While it echoes the familiar art-world term “biennial,” the Occupennial is unencumbered by any predetermined curatorial program or institutional apparatus. It exists instead as an imaginative umbrella-concept and pragmatic media platform (wallstreetoccupennial.tumblr.com/) through which diverse activities might be brought into alliance around both the specific site of Liberty Plaza and other occupation-sites throughout the United States and the rest of the world.

While OWS has gathered political strength and sympathetic media coverage in recent days, the occupation of Liberty Plaza remains an inherently precarious process due in part to the ambiguous legal status of the site: it is a privately-owned public park mandated to remain open twenty-four hours a day; however, the immense police presence is a constant reminder that events on the ground can change very quickly. For now at least, a major priority is sustaining the presence of as many bodies and cameras at the plaza as possible. The Occupennial thus encourages contributions that engage the physical site of Liberty plaza and its occupants, and that can unfold in as timely a manner as possible.

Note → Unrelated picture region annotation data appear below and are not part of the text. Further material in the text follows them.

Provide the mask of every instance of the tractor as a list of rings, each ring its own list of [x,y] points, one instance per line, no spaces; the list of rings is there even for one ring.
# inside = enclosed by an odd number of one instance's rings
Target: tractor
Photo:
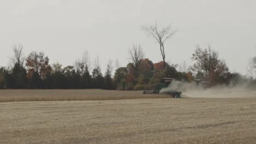
[[[172,90],[161,91],[162,89],[167,87],[175,79],[172,78],[163,78],[158,84],[154,90],[144,90],[143,94],[167,94],[173,98],[181,98],[182,92]]]

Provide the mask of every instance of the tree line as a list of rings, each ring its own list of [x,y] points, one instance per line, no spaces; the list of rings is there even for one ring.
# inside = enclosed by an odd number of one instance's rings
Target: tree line
[[[126,67],[119,67],[117,61],[113,71],[113,62],[109,60],[103,74],[98,57],[92,67],[86,51],[74,65],[62,67],[59,63],[50,65],[49,58],[43,52],[33,51],[25,57],[23,46],[15,45],[11,66],[0,68],[0,88],[150,89],[155,88],[164,77],[188,82],[200,79],[213,85],[235,85],[241,81],[255,82],[256,56],[250,59],[247,68],[249,77],[231,73],[225,61],[211,45],[206,48],[199,45],[196,47],[191,57],[193,65],[188,66],[185,62],[171,64],[165,61],[165,42],[177,31],[170,26],[160,28],[156,23],[142,28],[159,44],[162,61],[153,63],[145,58],[141,45],[135,44],[128,50]]]

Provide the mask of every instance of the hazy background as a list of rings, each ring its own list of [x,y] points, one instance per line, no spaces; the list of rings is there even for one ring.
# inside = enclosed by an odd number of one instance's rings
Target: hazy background
[[[91,61],[100,57],[103,70],[109,58],[125,66],[127,49],[141,44],[157,62],[158,45],[140,26],[158,22],[179,31],[166,44],[167,61],[190,63],[196,44],[212,43],[231,72],[246,74],[256,55],[255,14],[254,0],[0,0],[0,65],[8,65],[17,43],[26,55],[42,51],[63,65],[87,50]]]

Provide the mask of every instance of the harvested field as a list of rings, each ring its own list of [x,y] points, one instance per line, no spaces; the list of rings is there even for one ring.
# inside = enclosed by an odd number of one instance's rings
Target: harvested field
[[[0,143],[255,143],[255,98],[0,103]]]
[[[166,95],[142,94],[142,92],[101,89],[0,89],[0,102],[168,98]]]

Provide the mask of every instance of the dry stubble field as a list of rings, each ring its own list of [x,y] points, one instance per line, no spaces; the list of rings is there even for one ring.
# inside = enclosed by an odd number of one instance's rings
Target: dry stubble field
[[[256,142],[253,98],[3,102],[0,107],[0,143]]]

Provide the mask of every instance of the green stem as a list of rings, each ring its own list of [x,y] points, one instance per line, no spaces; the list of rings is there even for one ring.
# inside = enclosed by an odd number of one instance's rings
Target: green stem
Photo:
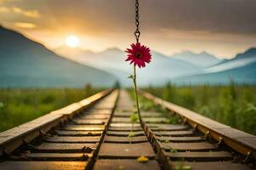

For those contributors unable to be physically present at the site itself, we encourage projects that are digitally-based (photos, videos, texts, graphics), but also long-distance ideas capable of on-site realization by interested collaborators. These might encompass sign-making, performative gestures, tours, choreographic scores, acoustic experiments, historical reenactments, or ephemeral architectures. In conceiving of such projects, it is important to keep in mind that various park regulations already constrain OWS occupation activities in terms of the marking of surfaces, the amplification of voices, and the erection of structures found to be “blocking the sightline of the park.” Such constraints are unfortunate, but they might also become opportunities for artistic inspiration, response, and critique.

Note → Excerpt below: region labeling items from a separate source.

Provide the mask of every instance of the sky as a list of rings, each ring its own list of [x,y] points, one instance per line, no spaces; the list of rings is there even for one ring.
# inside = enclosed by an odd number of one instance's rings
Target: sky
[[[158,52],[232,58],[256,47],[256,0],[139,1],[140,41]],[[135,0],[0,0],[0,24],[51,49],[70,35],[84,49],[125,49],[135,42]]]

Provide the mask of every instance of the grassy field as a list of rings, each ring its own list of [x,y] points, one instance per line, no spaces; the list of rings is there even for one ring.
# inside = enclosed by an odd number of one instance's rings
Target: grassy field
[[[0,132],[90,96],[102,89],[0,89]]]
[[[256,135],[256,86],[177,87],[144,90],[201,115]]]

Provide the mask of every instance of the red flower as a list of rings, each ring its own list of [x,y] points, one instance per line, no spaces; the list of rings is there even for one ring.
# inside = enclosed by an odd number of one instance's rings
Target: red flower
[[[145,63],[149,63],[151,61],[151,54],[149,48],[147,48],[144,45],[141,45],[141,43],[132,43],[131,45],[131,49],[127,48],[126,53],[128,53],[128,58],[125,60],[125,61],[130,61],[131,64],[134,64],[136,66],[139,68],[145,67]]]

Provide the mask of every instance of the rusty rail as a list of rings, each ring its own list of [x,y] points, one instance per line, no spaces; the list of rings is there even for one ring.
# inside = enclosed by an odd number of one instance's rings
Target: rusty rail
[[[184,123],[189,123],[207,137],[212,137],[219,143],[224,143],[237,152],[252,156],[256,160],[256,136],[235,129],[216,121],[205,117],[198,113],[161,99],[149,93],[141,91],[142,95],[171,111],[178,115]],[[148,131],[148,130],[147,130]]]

Finally, it is crucial to note that in recent days, important new linkages have begun to develop between OWS and already-existing labor unions, non-governmental organizations, community groups, public intellectuals, and media outlets. Art projects working to cultivate and facilitate cultivate such linkages are especially welcome under the umbrella of the Occupennial.

We look forward to your contributions to this initiative…Time is of the essence!